Di Centa 'non potei avere un figlio e gareggiare, ora si può ed è una vittoria'

Leggenda azzurra "abbraccio Lollobrigida, mi fa pensare che lottare è servito"

(ANSA) - ROMA, 03 MAR - "Faccio parte di quel gruppo di ragazze e ragazzi che, con tanta forza e volontà, hanno dovuto ingurgitare qualche rospo per riuscire ad arrivare agli obiettivi. Io non potei decidere di avere un figlio e continuare a fare sport, adesso si può fare e questa è stata una vittoria del nostro Paese". Così Manuela Di Centa, campionessa olimpica azzurra, all'incontro in corso a Roma dal titolo "1946-2026 Voto alle donne. La democrazia Italiana compie ottant'anni". L'ex fondista azzurra, poi, sottolinea di aver "sempre creduto in me stessa, ho avuto una grande famiglia, papà in particolare, che mi ha sempre detto di essere me stessa e questo essere me stessa mi ha portata a tenere duro.

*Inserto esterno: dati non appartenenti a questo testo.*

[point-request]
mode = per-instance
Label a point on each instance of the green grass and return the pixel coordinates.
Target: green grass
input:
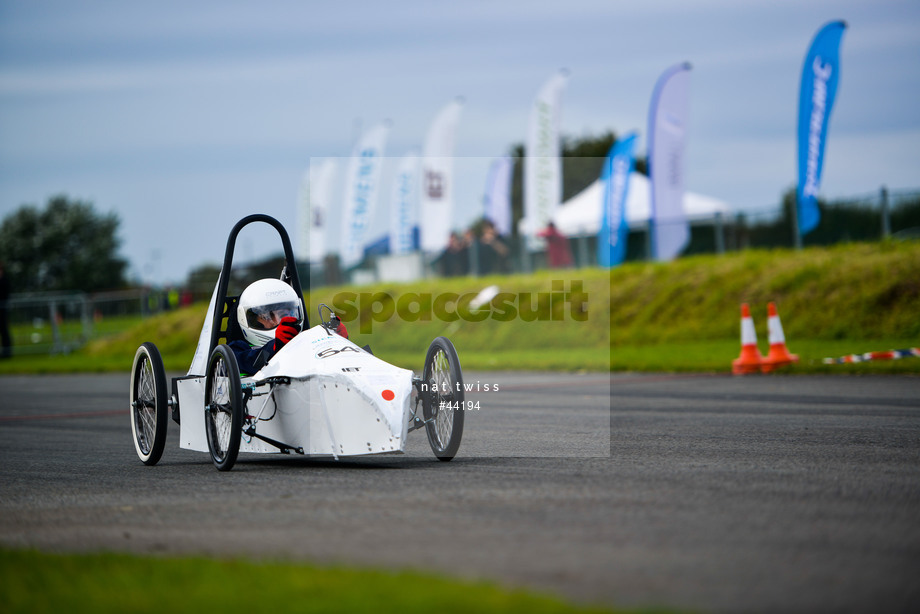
(679, 316)
(36, 582)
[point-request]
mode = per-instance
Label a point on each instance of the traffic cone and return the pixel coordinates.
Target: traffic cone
(778, 355)
(750, 358)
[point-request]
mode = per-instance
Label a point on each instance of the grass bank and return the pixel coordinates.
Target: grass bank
(679, 316)
(36, 582)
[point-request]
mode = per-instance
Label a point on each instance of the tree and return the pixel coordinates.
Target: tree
(66, 246)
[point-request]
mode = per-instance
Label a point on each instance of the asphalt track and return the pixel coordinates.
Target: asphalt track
(705, 493)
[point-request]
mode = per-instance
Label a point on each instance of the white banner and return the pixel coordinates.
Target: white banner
(403, 201)
(361, 188)
(542, 165)
(436, 212)
(667, 129)
(498, 195)
(319, 202)
(302, 231)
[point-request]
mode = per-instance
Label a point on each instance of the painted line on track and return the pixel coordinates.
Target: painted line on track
(85, 414)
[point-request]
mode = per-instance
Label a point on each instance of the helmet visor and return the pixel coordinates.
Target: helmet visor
(267, 317)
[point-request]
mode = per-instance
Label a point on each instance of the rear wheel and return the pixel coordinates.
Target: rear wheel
(223, 408)
(149, 404)
(442, 406)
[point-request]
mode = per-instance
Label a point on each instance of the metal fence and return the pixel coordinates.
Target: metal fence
(58, 323)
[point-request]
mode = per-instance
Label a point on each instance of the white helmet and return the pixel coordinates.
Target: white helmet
(261, 307)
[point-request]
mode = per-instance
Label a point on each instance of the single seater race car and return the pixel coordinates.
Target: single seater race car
(321, 395)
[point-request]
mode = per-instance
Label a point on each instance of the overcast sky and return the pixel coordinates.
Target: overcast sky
(182, 117)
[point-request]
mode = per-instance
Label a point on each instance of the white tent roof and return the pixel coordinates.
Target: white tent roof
(581, 214)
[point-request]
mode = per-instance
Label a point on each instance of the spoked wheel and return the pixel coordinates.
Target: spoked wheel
(223, 408)
(149, 404)
(442, 407)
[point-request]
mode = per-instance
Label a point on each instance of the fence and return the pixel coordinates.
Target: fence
(58, 323)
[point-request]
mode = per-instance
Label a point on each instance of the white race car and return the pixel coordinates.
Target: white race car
(321, 395)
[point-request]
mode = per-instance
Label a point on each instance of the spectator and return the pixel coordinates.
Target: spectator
(493, 251)
(558, 251)
(455, 258)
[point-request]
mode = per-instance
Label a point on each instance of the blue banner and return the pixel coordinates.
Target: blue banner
(816, 99)
(611, 241)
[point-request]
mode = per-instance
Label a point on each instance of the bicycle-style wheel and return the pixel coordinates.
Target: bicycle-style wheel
(223, 408)
(149, 404)
(443, 407)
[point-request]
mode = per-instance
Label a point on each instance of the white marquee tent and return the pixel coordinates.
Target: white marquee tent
(581, 215)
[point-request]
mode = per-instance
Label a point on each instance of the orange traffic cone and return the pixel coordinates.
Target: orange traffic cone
(779, 355)
(750, 358)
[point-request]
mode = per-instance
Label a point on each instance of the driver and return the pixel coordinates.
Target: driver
(270, 314)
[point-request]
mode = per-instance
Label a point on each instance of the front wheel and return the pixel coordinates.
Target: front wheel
(148, 404)
(223, 408)
(442, 405)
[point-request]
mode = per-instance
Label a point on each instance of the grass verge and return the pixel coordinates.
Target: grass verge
(678, 316)
(36, 582)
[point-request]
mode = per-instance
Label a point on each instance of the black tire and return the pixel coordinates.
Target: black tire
(443, 407)
(223, 408)
(149, 404)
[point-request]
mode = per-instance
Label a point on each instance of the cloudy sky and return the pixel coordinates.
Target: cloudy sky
(182, 117)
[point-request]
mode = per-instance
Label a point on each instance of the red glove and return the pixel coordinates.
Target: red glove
(287, 330)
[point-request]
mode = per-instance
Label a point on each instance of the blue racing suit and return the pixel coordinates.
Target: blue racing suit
(251, 358)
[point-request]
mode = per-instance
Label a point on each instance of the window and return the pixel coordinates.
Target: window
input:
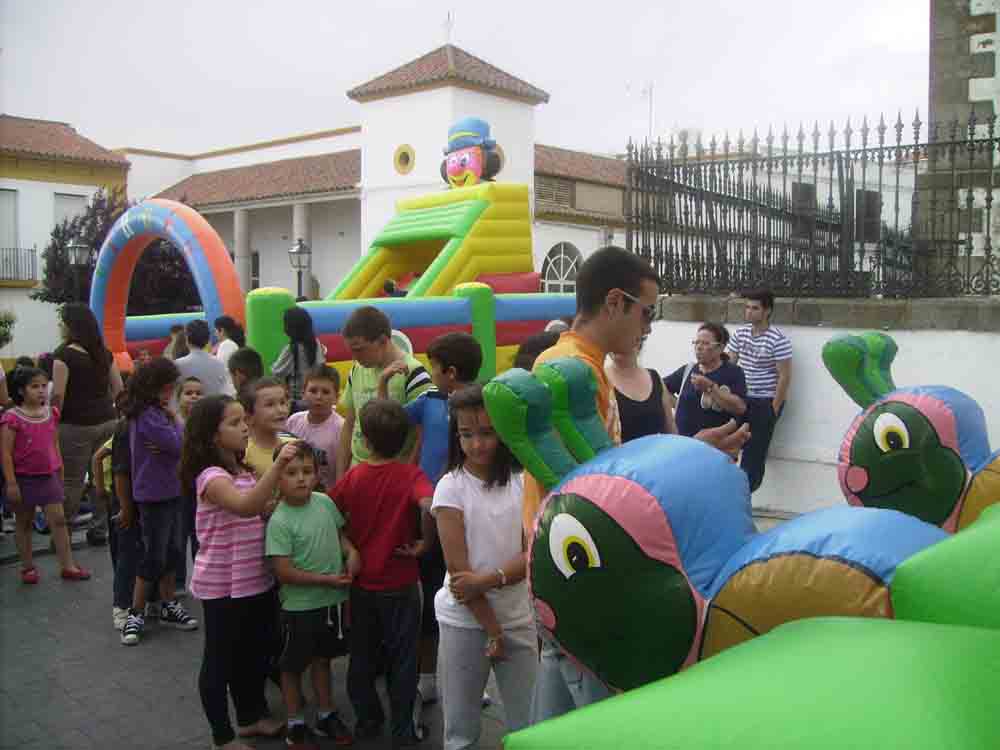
(8, 218)
(560, 268)
(68, 207)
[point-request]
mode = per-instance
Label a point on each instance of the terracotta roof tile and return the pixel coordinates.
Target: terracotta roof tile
(22, 136)
(448, 64)
(325, 173)
(579, 165)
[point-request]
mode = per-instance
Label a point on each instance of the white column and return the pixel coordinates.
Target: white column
(241, 236)
(302, 230)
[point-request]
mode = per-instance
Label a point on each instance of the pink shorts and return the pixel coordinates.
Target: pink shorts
(39, 489)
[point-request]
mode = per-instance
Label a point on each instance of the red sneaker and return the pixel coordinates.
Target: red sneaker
(76, 574)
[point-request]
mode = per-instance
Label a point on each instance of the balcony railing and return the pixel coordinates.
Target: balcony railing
(18, 264)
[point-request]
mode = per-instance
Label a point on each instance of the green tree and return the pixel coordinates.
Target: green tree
(162, 282)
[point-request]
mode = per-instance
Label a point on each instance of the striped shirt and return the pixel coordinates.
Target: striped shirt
(759, 357)
(230, 559)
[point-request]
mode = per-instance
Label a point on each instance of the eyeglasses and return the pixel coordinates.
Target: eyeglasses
(648, 311)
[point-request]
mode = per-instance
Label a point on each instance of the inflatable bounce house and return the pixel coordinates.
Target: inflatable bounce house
(461, 257)
(846, 627)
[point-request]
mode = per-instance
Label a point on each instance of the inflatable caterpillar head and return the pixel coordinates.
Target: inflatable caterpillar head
(471, 156)
(922, 450)
(623, 552)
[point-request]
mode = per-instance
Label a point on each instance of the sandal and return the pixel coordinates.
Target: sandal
(76, 574)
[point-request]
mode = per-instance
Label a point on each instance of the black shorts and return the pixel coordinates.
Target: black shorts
(310, 635)
(432, 570)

Stasera mi sono commossa perché le parole della presidente Meloni mi hanno fatta tornare a quel momento in cui a me veniva detto 'tu non puoi fare quello che vuoi fare'. Quando la nostra Lollobrigida ha abbracciato suo figlio, ho pensato che forse l'aver lottato è servito", prosegue Di Centa. Che poi conclude: "Dopo essere stata atleta, ho detto 'cercherò di cambiare e di far avere alle ragazze, soprattutto le più giovani, quella visione, quella speranza di poter essere sempre quello che vogliono: mamme, figlie, atlete, non atlete, ma quello che desiderano fare loro, non quello che dicono gli altri". (ANSA).